I am asking everyone to see if they can write the ten key points of the Mozilla Manifesto in a new way, saying the same things but using only simple words which his checker likes (like this writing that you are reading does).

You are allowed to use “Internet” even though it’s not a simple word, but if you find a way to not use “Internet”, that’s even better. You are also allowed to use “Mozilla” in the heading at the top, which will be “Mozilla Manifesto” but using only simple words.

It’s probably best if you put up your writing somewhere else on the Internet and then add some information here to say where it is. But if that’s a problem for you, you can put your writing here instead.

The person who makes the best writing will get something. I don’t know what yet. But making the best writing should make you happy anyway.

If you think this is a good and fun idea, then please tell everyone you know (in a nice way) so they can try as well.

I hope everything goes very well for you in this.

Promises: Code vs. Policy

A software organization wants to make a promise, for example about its data practices. For example, “We don’t store information on your location”. They can keep that promise in two ways: code or policy.

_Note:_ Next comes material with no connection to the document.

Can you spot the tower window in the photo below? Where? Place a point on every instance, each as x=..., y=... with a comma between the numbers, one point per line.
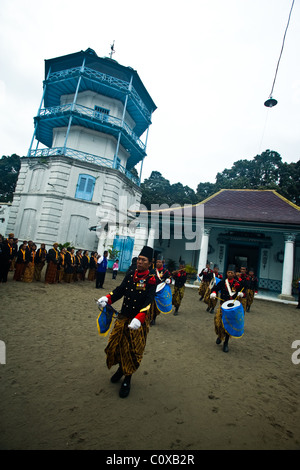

If they were keeping it in code, they would need to be open source, and would simply make sure the code didn’t transmit location information to the server. Anyone can review the code and confirm that the promise is being kept. (It’s sometimes technically possible for the company to publish source code that does one thing, and binaries which do another, but if that was spotted, there would be major reputational damage.)

If they were keeping it in policy, they would add “We don’t store information on your location” to their privacy policy or Terms of Service. The documents can be reviewed, but in general you have to trust the company that they are sticking to their word. This is particularly so if the policy states that it does not create a binding obligation on the company. So this is a function of your view of the company’s reputation.

Geeks like promises kept in code. They can’t be worked around using ambiguities in English, and they can’t be changed without the user’s consent (to a software upgrade). I suspect many geeks think of them as superior to promises kept in policy – “that’s what they _say_, but who knows?”. This impression is reinforced when companies are caught sticking to the letter but not the spirit of their policies.

But some promises can’t be kept in code. For example, you can’t simply not send the user’s IP address, which normally gives coarse location information, when making a web request. More complex or time-bound promises (“we will only store your information for two weeks”) also require policy by their nature. Policy is also more flexible, and using a policy promise rather than a code promise can speed time-to-market due to reduced software complexity and increased ability to iterate.

Question: is this distinction, about where to keep your promises, useful when designing new features?

Question: is it reasonable or misguided for geeks to prefer promises kept in code?

Question: if Mozilla or its partners are using promises kept in policy for e.g. a web service, how can we increase user confidence that such a policy is being followed?